The monolines operate differently than traditional insurance companies; more accurately, they would be called credit derivatives marketers. As an example, let us say New York City issues $1 billion in bonds. The monoline insurer will charge the New York City a significant fee, and then guarantees that should New York City default on this $1 billion, the monoline insurer will pay to the bondholders, in a "timely fashion," the principal and interest that New York City owed on the bond. In 1971, the monoline insurers started insuring state and city bonds on a limited scale. Fascist Felix Rohatyn put the monolines on the map in 1975: Rohatyn and Wall Street forced New York City (and its bonds) into bankruptcy, so that Rohatyn could then force New York's population to accept the murderous conditionalities of the Municipal Assistance Corporation (Big MAC). The monolines went to city governments and bondholders and said: "You see the bankruptcy of New York City's bonds; you need our insurance."

In 1993-95, the monolines began insuring leveraged and increasingly risky MBS and CDOs. That financial paper which underlay the MBS and CDOs may be worthless garbage; but once the monoline insurers insured that paper, its paper would be rewarded with an AA or AAA rating by the rating services. But the monolines don't have the resources to really pay out coverage on the massive amount of paper they've purportedly insured.

By the middle of 2007, when the monoline insurers were insuring $3.5 trillion, including a majority of the $2.3 trillion municipal bond market and more than $1 trillion in CDOs and MBS, this pyramid scheme began to come unglued:

**ACA is one of the big four monoline insurers. The Dec. 20 issue of the Hat Trick Letter reported, "ACA is widely called the 'garbage can' for Wall Street, where tremendous losses are concealed from stock investors, corporate bond investors, debt rating agencies, and bank regulators." (emphasis in original) The newsletter continued, that were ACA to insure a bond for Goldman Sachs or Merrill Lynch, then those companies might be able to take that failing bond off their balance sheets, or at least hide its real losses. It asserted that, were ACA to default today, this would "force Merrill Lynch to delcare a $3 billion write-down of its CDO bonds." This is true many times over for many Wall Street firms, and ACA and other monoline insurers.

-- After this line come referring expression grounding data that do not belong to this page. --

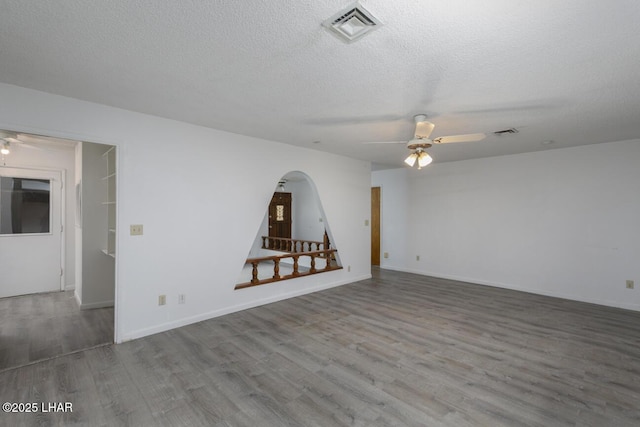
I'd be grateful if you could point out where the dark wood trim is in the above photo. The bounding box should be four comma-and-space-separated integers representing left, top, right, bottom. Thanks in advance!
236, 249, 342, 290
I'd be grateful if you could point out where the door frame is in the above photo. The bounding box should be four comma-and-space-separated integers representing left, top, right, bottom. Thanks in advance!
0, 166, 65, 293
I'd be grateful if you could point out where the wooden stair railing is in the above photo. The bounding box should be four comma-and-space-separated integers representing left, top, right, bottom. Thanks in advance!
261, 236, 328, 254
235, 249, 342, 290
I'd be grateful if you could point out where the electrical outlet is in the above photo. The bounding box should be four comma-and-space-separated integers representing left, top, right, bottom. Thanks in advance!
158, 295, 166, 305
130, 224, 144, 236
348, 265, 351, 272
416, 255, 420, 261
364, 219, 369, 226
384, 252, 389, 259
178, 294, 186, 304
626, 280, 634, 289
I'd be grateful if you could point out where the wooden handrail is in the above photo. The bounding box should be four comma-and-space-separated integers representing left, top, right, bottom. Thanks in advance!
261, 236, 328, 253
235, 249, 342, 290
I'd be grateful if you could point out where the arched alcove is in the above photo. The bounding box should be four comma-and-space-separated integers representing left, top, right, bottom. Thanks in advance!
236, 171, 342, 288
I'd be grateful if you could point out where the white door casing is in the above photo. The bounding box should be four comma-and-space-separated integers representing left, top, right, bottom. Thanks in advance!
0, 167, 63, 298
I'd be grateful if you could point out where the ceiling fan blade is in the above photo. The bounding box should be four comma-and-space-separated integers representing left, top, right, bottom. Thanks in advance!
433, 133, 486, 144
414, 121, 435, 139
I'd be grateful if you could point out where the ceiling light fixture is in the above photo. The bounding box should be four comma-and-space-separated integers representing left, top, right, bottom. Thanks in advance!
1, 142, 10, 155
404, 140, 433, 170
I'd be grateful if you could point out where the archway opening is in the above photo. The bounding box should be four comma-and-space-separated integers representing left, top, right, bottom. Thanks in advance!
236, 171, 342, 289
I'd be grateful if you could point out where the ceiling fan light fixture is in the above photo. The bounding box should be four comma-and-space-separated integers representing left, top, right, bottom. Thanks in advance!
417, 151, 432, 168
404, 152, 418, 167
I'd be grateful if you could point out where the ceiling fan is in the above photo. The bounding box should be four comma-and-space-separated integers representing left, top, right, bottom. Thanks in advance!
0, 130, 76, 153
366, 114, 486, 169
1, 131, 38, 154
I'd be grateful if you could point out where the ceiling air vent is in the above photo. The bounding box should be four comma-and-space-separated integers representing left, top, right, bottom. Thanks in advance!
322, 3, 382, 43
493, 128, 519, 136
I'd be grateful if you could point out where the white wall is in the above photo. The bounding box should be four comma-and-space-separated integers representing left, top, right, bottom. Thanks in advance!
0, 140, 76, 290
373, 139, 640, 311
291, 179, 325, 243
0, 83, 371, 342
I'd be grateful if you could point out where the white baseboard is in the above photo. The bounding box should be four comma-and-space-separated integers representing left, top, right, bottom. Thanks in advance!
120, 273, 371, 343
381, 266, 640, 313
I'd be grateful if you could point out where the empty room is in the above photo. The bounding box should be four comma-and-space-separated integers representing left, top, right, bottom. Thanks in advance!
1, 1, 639, 426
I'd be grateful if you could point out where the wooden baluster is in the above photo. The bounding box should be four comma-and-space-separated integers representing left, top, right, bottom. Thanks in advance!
251, 261, 259, 284
292, 255, 299, 276
325, 251, 332, 270
310, 254, 316, 273
262, 236, 267, 249
273, 259, 280, 279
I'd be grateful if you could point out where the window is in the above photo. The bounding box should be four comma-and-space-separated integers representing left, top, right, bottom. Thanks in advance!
0, 177, 51, 234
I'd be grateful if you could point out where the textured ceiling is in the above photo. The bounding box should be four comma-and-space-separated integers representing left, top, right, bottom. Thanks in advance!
1, 1, 639, 169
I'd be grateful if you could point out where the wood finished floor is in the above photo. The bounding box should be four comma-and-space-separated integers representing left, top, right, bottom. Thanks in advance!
1, 269, 640, 426
0, 291, 114, 372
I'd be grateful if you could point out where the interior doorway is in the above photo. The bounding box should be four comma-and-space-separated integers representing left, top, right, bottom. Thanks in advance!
0, 130, 115, 371
371, 186, 380, 266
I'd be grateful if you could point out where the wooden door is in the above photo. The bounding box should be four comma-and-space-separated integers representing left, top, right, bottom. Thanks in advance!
269, 192, 292, 241
371, 187, 381, 265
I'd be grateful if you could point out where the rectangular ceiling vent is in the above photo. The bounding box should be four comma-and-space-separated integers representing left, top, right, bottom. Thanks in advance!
322, 3, 382, 43
493, 128, 519, 136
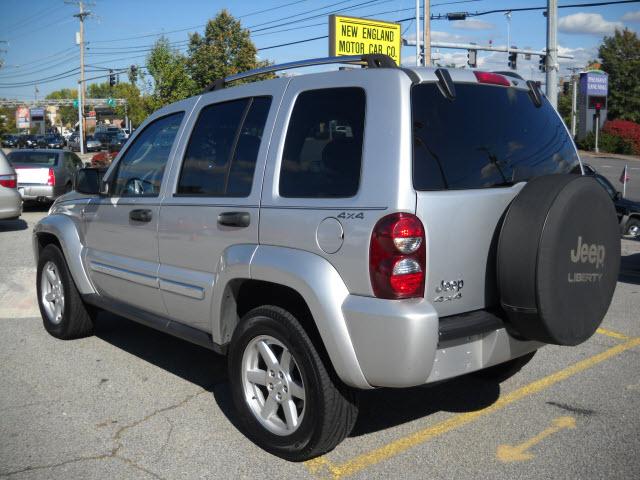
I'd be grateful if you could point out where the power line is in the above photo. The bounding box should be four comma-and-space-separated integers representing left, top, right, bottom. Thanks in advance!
439, 0, 640, 18
238, 0, 312, 18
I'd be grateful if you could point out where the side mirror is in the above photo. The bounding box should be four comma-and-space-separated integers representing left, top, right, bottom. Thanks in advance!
74, 167, 107, 195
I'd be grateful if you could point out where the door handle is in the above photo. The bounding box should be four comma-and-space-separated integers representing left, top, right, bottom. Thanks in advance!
218, 211, 250, 228
129, 209, 153, 223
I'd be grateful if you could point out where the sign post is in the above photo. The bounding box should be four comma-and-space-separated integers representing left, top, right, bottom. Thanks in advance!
329, 15, 401, 66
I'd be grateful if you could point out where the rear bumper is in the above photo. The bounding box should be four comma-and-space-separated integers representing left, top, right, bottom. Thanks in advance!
342, 295, 540, 388
18, 184, 56, 202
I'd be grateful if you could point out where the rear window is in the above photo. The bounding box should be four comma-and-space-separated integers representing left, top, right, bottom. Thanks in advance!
8, 151, 58, 166
412, 83, 579, 190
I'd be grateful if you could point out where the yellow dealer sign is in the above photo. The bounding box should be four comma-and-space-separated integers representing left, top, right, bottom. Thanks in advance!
329, 15, 401, 65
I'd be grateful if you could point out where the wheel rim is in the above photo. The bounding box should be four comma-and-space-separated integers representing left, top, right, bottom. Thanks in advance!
628, 224, 640, 238
241, 335, 306, 436
40, 261, 65, 325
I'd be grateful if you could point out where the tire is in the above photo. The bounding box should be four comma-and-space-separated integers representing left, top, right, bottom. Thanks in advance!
497, 175, 620, 346
37, 244, 95, 339
228, 306, 358, 461
473, 351, 536, 383
625, 218, 640, 238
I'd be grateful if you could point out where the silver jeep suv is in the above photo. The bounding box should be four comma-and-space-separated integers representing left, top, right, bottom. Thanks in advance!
33, 55, 620, 461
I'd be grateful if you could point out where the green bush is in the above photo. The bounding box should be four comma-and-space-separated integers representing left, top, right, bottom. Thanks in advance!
576, 131, 633, 155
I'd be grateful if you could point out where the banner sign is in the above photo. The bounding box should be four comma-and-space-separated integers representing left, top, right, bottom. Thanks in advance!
329, 15, 401, 65
16, 106, 30, 129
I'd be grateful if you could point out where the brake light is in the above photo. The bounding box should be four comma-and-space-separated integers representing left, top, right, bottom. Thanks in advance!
370, 213, 426, 299
47, 168, 55, 186
474, 71, 511, 87
0, 174, 17, 189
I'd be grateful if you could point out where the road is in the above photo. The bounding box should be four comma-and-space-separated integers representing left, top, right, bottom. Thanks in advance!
580, 152, 640, 201
1, 210, 639, 480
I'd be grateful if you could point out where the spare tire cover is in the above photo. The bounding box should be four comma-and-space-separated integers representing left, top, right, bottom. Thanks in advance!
497, 174, 620, 346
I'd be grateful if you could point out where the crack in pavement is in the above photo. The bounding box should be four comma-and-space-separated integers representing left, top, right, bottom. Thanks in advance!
0, 389, 211, 479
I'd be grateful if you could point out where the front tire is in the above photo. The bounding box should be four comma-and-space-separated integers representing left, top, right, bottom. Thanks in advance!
37, 244, 95, 339
228, 306, 358, 461
625, 218, 640, 238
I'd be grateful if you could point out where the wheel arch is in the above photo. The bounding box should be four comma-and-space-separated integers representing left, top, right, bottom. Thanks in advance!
33, 215, 95, 295
214, 245, 371, 389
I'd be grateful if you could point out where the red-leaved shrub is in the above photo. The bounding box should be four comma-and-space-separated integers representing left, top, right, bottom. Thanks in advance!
603, 119, 640, 155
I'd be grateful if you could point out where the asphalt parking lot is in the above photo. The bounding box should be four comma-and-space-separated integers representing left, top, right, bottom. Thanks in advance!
1, 206, 640, 479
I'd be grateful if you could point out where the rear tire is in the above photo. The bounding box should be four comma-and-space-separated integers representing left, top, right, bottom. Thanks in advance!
472, 351, 536, 383
37, 244, 95, 339
228, 305, 358, 461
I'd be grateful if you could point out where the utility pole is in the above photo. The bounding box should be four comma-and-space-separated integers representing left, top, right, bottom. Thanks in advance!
423, 0, 431, 66
546, 0, 558, 109
568, 66, 580, 138
71, 0, 90, 154
415, 0, 421, 66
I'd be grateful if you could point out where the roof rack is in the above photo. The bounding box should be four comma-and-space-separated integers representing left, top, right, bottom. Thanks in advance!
203, 54, 397, 92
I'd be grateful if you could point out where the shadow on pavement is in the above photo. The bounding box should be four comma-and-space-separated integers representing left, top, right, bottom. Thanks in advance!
94, 311, 501, 440
620, 252, 640, 285
0, 218, 28, 232
352, 377, 500, 437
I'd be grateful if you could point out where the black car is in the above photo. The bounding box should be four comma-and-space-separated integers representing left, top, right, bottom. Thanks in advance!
1, 134, 19, 148
38, 134, 65, 149
586, 166, 640, 238
19, 135, 38, 149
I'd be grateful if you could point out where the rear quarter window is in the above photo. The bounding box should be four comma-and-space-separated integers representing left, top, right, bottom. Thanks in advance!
279, 87, 365, 198
412, 83, 579, 190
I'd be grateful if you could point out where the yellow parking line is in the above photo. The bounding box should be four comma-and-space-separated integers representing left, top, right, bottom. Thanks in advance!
596, 327, 630, 340
305, 336, 640, 479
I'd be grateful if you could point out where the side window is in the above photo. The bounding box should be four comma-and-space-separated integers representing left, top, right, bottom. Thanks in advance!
177, 96, 271, 197
111, 112, 184, 197
279, 88, 365, 198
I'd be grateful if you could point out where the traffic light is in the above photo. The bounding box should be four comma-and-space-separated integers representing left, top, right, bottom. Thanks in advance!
563, 82, 570, 95
539, 55, 546, 72
508, 51, 517, 70
129, 64, 138, 83
109, 70, 116, 87
467, 49, 477, 68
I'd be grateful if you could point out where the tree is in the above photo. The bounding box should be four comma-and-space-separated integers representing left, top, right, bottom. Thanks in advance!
46, 88, 78, 127
146, 37, 196, 110
87, 81, 151, 126
598, 28, 640, 122
186, 10, 269, 90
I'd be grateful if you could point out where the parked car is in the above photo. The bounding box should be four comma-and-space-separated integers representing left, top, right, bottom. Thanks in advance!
19, 134, 38, 149
7, 149, 84, 203
0, 150, 22, 220
33, 55, 620, 460
86, 135, 102, 152
1, 134, 20, 148
67, 133, 80, 151
584, 164, 640, 238
34, 135, 46, 148
90, 149, 119, 168
38, 134, 65, 149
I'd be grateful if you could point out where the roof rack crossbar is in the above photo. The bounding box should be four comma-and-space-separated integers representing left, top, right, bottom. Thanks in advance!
203, 54, 396, 92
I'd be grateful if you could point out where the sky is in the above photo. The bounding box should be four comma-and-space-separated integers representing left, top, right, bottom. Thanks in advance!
0, 0, 639, 100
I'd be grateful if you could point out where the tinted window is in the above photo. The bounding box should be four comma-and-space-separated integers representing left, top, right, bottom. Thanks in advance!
412, 83, 579, 190
8, 151, 58, 166
279, 88, 365, 198
111, 112, 184, 197
177, 97, 271, 197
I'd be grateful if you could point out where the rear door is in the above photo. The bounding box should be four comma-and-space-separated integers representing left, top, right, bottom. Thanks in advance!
411, 81, 580, 316
83, 109, 188, 316
157, 83, 281, 333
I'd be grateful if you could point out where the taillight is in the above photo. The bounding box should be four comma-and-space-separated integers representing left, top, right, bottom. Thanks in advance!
47, 168, 55, 186
474, 71, 511, 87
370, 213, 426, 299
0, 174, 17, 189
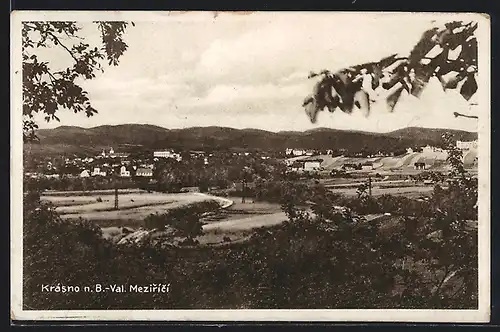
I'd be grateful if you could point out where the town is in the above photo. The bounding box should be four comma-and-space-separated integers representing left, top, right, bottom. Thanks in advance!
25, 139, 478, 184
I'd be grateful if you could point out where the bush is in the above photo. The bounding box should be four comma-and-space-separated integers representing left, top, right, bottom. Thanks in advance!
144, 200, 220, 238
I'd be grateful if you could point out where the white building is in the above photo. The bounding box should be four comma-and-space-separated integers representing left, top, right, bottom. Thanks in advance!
92, 167, 107, 177
80, 170, 90, 178
285, 148, 307, 156
154, 150, 174, 158
120, 166, 130, 177
456, 140, 478, 150
361, 163, 374, 171
153, 150, 182, 161
136, 168, 153, 177
304, 160, 322, 171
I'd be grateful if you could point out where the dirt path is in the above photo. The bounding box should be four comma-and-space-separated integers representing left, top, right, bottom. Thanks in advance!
202, 212, 287, 232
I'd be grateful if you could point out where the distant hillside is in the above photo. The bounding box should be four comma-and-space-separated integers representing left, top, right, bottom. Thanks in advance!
25, 124, 478, 157
387, 127, 477, 143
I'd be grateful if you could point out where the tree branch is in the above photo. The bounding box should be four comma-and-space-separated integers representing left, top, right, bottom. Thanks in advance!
453, 112, 478, 119
44, 31, 79, 63
45, 70, 58, 83
432, 265, 450, 299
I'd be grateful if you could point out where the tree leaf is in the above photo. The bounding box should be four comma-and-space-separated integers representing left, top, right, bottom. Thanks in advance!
460, 38, 478, 65
377, 53, 400, 69
410, 65, 434, 98
302, 94, 314, 107
386, 85, 405, 112
370, 65, 383, 90
460, 75, 478, 101
409, 28, 439, 64
303, 96, 320, 123
443, 73, 466, 89
353, 90, 370, 117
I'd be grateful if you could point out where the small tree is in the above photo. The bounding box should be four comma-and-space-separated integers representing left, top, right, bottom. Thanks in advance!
356, 182, 368, 198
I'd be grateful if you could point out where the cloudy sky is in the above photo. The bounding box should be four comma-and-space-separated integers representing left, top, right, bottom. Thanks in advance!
34, 12, 481, 133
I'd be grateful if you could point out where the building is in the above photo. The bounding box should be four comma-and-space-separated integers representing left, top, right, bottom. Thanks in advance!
111, 152, 130, 159
101, 147, 129, 159
285, 148, 307, 156
120, 166, 130, 177
288, 159, 322, 172
25, 172, 41, 179
342, 163, 360, 171
414, 162, 426, 170
190, 150, 206, 157
303, 159, 322, 171
361, 162, 374, 171
136, 168, 153, 177
153, 150, 182, 161
456, 140, 478, 150
154, 150, 174, 158
79, 170, 88, 178
288, 161, 304, 172
92, 167, 107, 176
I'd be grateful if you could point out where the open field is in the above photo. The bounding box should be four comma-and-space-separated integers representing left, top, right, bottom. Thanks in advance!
95, 195, 285, 245
203, 197, 283, 223
42, 188, 145, 196
41, 190, 286, 245
41, 190, 232, 228
328, 185, 435, 198
203, 212, 287, 233
40, 181, 438, 247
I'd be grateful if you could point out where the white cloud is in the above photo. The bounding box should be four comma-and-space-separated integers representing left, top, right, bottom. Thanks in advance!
34, 12, 482, 133
183, 82, 308, 107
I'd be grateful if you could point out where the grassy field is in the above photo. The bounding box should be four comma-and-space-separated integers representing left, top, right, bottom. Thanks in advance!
203, 197, 283, 222
41, 190, 286, 246
41, 190, 232, 227
328, 185, 434, 198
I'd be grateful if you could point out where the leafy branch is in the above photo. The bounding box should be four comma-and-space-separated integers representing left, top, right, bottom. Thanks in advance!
22, 21, 133, 142
303, 21, 479, 123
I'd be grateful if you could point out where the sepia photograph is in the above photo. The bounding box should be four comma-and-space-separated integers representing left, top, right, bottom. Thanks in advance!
10, 11, 490, 322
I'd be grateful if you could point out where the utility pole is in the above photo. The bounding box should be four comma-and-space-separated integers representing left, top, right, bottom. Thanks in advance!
114, 170, 119, 210
241, 180, 246, 204
368, 176, 372, 197
241, 167, 248, 204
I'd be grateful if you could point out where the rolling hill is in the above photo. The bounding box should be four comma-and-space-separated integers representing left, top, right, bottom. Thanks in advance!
24, 125, 478, 157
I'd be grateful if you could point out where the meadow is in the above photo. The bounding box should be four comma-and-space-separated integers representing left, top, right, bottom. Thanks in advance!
41, 190, 233, 227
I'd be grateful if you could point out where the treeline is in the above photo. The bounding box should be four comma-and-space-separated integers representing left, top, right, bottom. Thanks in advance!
153, 156, 286, 193
24, 175, 152, 192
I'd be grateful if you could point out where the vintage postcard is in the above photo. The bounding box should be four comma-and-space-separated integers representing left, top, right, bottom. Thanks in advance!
11, 11, 491, 322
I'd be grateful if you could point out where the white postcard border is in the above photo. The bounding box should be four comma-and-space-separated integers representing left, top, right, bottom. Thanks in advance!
10, 11, 491, 322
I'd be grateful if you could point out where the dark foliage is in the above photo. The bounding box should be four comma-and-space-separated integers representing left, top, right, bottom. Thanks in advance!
22, 21, 132, 141
144, 200, 221, 238
303, 21, 479, 122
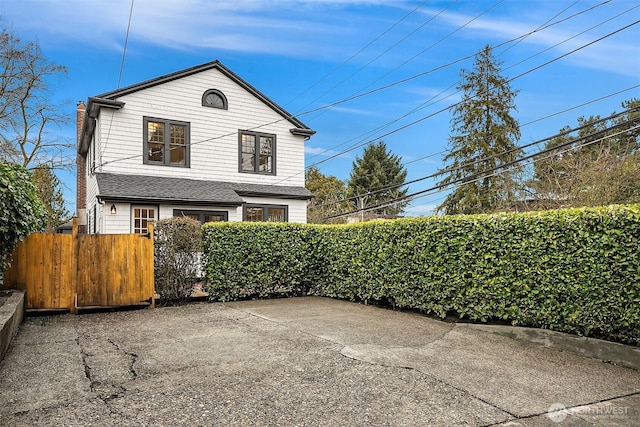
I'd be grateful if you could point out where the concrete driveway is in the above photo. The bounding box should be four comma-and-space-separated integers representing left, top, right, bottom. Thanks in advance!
0, 297, 638, 426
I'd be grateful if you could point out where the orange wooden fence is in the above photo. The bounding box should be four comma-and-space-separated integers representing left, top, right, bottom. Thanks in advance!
1, 221, 154, 313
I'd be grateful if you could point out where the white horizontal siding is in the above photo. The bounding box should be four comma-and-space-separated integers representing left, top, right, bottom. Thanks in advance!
95, 67, 306, 188
102, 202, 134, 234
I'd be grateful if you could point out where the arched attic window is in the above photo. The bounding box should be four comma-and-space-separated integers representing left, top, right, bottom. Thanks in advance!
202, 89, 228, 110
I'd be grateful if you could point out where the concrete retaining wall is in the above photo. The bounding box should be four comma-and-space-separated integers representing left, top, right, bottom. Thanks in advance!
0, 290, 25, 363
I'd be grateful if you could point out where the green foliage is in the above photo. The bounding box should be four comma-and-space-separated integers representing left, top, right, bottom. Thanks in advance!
31, 165, 69, 232
437, 45, 522, 215
203, 205, 640, 345
305, 166, 352, 223
0, 162, 46, 281
347, 141, 408, 217
202, 222, 311, 301
154, 217, 202, 305
530, 98, 640, 208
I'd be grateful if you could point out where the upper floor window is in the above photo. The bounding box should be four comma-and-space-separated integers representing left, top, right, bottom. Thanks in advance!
239, 131, 275, 174
202, 89, 228, 110
143, 117, 190, 167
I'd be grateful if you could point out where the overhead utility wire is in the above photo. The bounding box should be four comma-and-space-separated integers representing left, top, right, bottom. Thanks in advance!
302, 0, 618, 163
304, 0, 502, 124
405, 84, 639, 166
98, 8, 636, 170
408, 125, 635, 214
332, 1, 637, 178
404, 125, 639, 214
322, 119, 640, 220
284, 0, 430, 107
303, 18, 640, 172
300, 0, 460, 114
312, 84, 640, 206
399, 1, 629, 125
98, 0, 135, 169
313, 107, 640, 211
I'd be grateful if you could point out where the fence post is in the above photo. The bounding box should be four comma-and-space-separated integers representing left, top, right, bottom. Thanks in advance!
70, 217, 78, 315
148, 222, 155, 309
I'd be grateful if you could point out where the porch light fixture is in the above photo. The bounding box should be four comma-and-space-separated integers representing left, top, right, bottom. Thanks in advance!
110, 204, 117, 215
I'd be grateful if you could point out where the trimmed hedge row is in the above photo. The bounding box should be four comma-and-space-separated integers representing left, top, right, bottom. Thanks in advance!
202, 223, 311, 302
202, 205, 640, 345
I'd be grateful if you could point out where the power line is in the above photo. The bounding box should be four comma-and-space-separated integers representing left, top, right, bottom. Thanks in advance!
300, 0, 461, 117
97, 7, 638, 174
284, 0, 430, 108
98, 0, 135, 170
303, 0, 615, 140
313, 106, 640, 212
407, 125, 638, 213
117, 0, 135, 88
299, 3, 635, 177
304, 16, 640, 173
322, 119, 640, 220
398, 87, 640, 189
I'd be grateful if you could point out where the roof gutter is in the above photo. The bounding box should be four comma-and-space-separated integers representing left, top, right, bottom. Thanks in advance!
78, 97, 125, 155
290, 128, 316, 140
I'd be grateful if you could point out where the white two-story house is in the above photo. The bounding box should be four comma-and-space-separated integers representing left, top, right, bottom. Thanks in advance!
76, 60, 315, 234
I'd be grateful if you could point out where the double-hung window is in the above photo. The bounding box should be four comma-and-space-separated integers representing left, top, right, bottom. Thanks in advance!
239, 131, 275, 174
144, 117, 190, 167
244, 204, 288, 222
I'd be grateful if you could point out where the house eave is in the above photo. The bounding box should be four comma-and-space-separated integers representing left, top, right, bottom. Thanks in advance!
235, 190, 313, 200
290, 128, 316, 139
98, 195, 244, 207
78, 97, 125, 155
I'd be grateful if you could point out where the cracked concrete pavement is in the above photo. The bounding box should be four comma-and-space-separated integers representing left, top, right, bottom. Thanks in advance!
0, 296, 638, 426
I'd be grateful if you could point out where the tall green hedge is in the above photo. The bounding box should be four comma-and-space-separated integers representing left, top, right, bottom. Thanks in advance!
202, 222, 311, 302
0, 162, 46, 282
202, 205, 640, 345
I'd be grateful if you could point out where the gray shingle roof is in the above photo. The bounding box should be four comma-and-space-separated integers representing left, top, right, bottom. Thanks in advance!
95, 173, 311, 206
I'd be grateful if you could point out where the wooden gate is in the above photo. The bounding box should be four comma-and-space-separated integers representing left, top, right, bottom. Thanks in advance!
1, 221, 154, 313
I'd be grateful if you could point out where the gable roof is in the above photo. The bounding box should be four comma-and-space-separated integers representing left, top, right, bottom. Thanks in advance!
95, 173, 312, 206
100, 60, 313, 131
79, 60, 315, 155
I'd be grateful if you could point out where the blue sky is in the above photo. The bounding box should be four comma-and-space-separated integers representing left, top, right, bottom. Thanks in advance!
1, 0, 639, 216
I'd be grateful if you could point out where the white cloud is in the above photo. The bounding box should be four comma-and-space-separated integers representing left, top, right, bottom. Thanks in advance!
304, 145, 351, 157
417, 4, 640, 77
2, 0, 407, 58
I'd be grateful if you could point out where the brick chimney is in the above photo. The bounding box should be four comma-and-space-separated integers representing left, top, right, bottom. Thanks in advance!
76, 101, 87, 233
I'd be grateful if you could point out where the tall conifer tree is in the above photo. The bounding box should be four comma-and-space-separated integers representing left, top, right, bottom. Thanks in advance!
436, 45, 522, 214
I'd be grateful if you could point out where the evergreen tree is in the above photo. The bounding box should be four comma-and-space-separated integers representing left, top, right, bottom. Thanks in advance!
436, 45, 522, 215
305, 166, 352, 223
32, 165, 69, 232
347, 141, 408, 217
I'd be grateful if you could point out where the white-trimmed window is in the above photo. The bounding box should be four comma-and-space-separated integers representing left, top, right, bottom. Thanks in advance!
132, 206, 156, 234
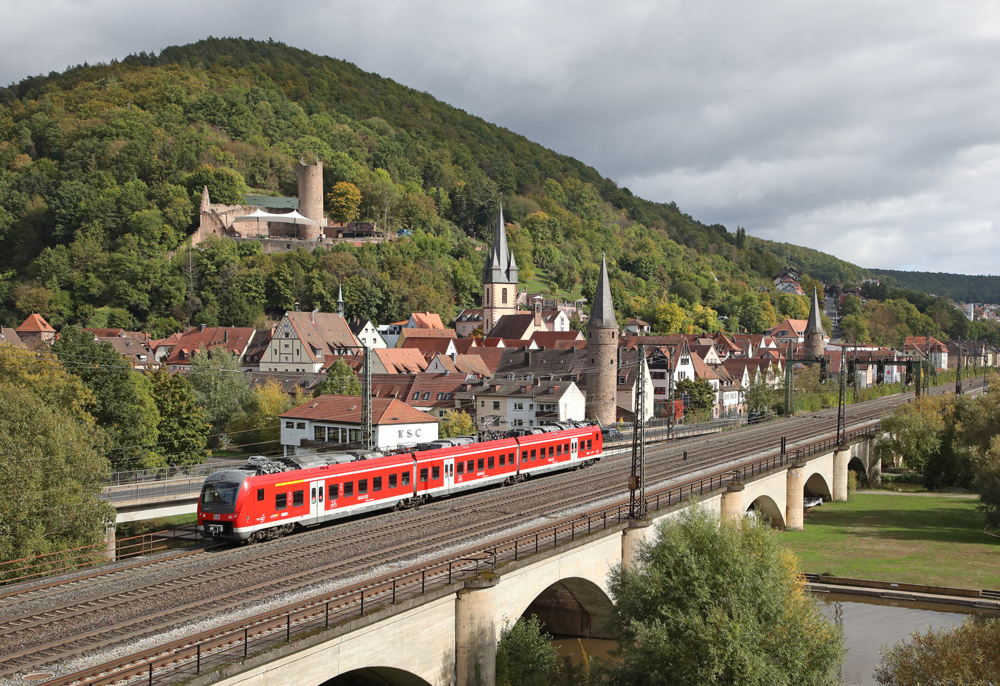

Default for ACA appears imminent, some indicate, perhaps, in the first two weeks of January. ACA has only $1.1 billion in cash on hand, and has lost $1 billion during the last quarter. On Dec. 19, Standard & Poor's downgraded ACA 12 notches to CCC. Without an AAA rating, ACA is worthless.

**On Dec. 21, Fitch rating service put MBIA, the biggest monoline, on review for potential credit downgrade, unless, among other things, it raises $1 billion in capital during the next 4-6 weeks. MBIA revealed that it has insured $30.6 billion worth of bonds of CDOs and MBS, including more than $8 billion of CDOs based upon other CDOs, one of the most worthless types of crap. On Dec. 21, Fitch also placed Ambac, another of the monoline big four, on review for downgrade.

The imminent monoline ruptures would reveal and produce several hundreds of billions of dollars of additional losses among bankrupt Wall Street and other nations' banks, something they cannot sustain. It would endanger the $2.3 trillion municipal bond market. The monolines' "insurance" outstanding of $3.5 trillion is actually part of the $45 trillion world "credit derivatives" market, and would wipe out that, and the entire world's derivatives market.